Diane Sawyer is deservedly receiving kudos for her news-making interview with Hillary Clinton. In one interview she obtained more revealing information about Clinton’s values and mind-set than we’ve gotten in literally decades of questioning. For other interviewers and for Clinton’s Republican opponents-in-waiting, there are lessons to be learned:
1. Stop obsessing on what Clinton said; focus on what she did. The Benghazi talking points memo has been plowed and re-plowed, but Clinton’s own culpability in the security failures and her management style more generally at the State Department have not. The latter goes to the heart of her legacy and her qualifications as president. She talks a good game about “inputs” — meetings held, countries visited and orders given — but is easily flummoxed when pressed to talk about what outcomes she achieved. Questions about her failure to speak out against the president or secretary of state are among the most useless. Who cares? (She is a loyal Democrat. Hardly news.) What matters is the policies she followed and favors.
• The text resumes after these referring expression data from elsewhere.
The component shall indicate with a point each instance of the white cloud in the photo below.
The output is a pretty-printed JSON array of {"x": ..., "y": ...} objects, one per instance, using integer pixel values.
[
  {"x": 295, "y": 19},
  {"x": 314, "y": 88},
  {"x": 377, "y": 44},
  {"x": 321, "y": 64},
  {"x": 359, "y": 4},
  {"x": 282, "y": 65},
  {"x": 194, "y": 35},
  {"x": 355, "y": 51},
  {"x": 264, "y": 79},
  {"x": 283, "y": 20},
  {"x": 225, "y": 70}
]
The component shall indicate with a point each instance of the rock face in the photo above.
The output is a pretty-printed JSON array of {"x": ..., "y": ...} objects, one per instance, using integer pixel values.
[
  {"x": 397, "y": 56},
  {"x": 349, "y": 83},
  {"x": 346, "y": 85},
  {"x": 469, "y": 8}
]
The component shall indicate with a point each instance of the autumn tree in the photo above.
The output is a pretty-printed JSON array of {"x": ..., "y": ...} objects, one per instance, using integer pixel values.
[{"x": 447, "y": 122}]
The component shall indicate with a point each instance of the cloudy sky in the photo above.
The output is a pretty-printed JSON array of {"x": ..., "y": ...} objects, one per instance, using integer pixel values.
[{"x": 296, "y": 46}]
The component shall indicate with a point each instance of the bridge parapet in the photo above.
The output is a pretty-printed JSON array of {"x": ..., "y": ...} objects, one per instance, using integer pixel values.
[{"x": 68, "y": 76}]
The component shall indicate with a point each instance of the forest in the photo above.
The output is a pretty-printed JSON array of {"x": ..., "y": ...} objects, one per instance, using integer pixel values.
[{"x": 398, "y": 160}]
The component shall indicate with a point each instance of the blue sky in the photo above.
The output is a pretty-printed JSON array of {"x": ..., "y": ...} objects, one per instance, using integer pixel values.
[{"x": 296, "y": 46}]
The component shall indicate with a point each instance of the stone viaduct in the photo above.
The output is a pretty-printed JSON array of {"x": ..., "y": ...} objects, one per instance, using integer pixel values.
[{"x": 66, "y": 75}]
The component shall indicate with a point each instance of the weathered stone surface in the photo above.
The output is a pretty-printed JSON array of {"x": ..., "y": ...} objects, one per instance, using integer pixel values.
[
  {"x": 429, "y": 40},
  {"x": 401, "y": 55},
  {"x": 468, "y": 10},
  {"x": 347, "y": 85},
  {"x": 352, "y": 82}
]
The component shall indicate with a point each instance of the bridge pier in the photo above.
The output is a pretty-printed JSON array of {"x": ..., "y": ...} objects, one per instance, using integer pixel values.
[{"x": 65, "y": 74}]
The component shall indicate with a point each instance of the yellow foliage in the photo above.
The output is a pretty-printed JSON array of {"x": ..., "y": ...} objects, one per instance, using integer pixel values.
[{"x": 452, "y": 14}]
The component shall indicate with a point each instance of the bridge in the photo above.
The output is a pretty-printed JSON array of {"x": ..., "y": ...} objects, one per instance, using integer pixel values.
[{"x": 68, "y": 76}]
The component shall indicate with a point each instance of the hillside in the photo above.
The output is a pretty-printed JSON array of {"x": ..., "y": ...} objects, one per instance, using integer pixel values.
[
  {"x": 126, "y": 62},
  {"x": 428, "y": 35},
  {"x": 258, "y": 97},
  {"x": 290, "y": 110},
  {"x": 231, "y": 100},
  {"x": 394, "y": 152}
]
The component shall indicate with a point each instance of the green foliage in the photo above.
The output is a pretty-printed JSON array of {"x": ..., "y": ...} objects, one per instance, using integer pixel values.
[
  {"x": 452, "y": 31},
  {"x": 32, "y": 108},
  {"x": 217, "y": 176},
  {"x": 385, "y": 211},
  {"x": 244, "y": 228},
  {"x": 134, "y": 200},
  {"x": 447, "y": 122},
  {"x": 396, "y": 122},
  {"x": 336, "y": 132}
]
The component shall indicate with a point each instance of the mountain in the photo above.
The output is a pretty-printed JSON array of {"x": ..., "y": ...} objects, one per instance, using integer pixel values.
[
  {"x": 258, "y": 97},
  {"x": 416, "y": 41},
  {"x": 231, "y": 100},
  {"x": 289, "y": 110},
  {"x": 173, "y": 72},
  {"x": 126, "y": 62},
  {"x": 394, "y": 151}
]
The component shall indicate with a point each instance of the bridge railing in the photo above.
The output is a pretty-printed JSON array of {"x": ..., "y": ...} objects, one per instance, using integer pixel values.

2. Clinton’s image as a protector of the needy, especially women and children, is overblown. Getting at her fixation with wealth (a fault line that runs back to the Whitewater and cattle futures scandals) puts a dent in that image of selfless protector of the weak. Worth pursuing is her record on human rights. She gave some lovely speeches from time to time. But her reticence on the Green Revolution, dismissiveness of human rights as a front-burner issue with China and opposition to the Magnitsky Act (until its passage was inevitable) don’t reflect well on her concern for the oppressed. Likewise, her recent thumbs-up for the freed Pussy Riot rock band members smacks of opportunism; she did virtually nothing for human rights in Russia when she had the chance. As Sawyer did in honing in on specifics, asking what she personally did for women and children and whether the status of women in China, Russia, the Arab World and Afghanistan improved when she was secretary of state would be revealing. By the way, other than the Foundation (funded by rich people and powerful entities), what charities does she give to and in what amounts? Does she match Mitt Romney’s generosity?
3. What policy ideas has she had, and what plans for the future does she have? What came through in the interview is that Clinton has become a political celebrity by being in or close to power, not by dent of creative policy or bold initiatives. She has talked about her role in passing the baton to future secretaries of state, as if that is an accomplishment. She insisted that presidents don’t have grand doctrines these days. So what exactly does she bring to public service and to a future presidency other than her own celebrity? What was her policy for the Arab Spring? (Silence. Birds chirping.) If the Middle East “peace process” was a dead end, what does she think is the role of the United States in the region?
4. A delegator, not a leader. President Obama pleads that he was in the dark on numerous scandals (e.g. the Internal Revenue Service, the Department of Veterans Affairs) and learned about these things in the press. In the case of Benghazi, he insists that he ordered his staff to protect our people; he then appears to have taken himself out of the loop on the night of the attack. Being a hands-off leader and blaming underlings aren’t working out so well for him, and Clinton’s assertion that ordering people to keep Benghazi secure likewise rings hollow. Insisting that barking bland orders is akin to proper management won’t be received well by voters who see the perils of a president who practices plausible deniability on a daily basis. Pressing Clinton on what she did to ensure that objectives were followed, what she did to ensure that key information flowed to her and whether all that travel really accomplished anything goes to a weak point for her — basic managerial competence.
5. What about all that money? Clinton got in plenty of hot water suggesting that she and her husband were struggling, at one point claiming that she was $12 million in debt, and that she’s been obliged to scrounge up speaking gigs (for $200,000 or more a pop). The interview reminds us that the Clintons have an arm’s-length relationship with financial propriety. Will Clinton reveal a list of all her speaking engagements, all the Clinton Foundation donors and an explanation for the debt they managed to ring up? Unlike Mitt Romney, for whom we knew how he earned his money, the Clintons’ financial backers and generous friends remain a bit of a mystery. There is no excuse not to bear all, and reporters should ask her some basics (e.g. did foreign governments or entities owned by foreign governments contribute to the Foundation) and probe how forthcoming she will be if she runs.
6. Don’t let up. Sawyer did what few congressional committee members, reporters and debate opponents do — stick with a subject, listen to the answer and press her for responsive and complete answers. This seems rudimentary, but in fact, it’s rarely done. Clinton is so used to evading the question and giving flim-flam answers that a genuinely tough inquisitor throws her back on her heels. A persistent and prepared interrogator makes news and serves the public well.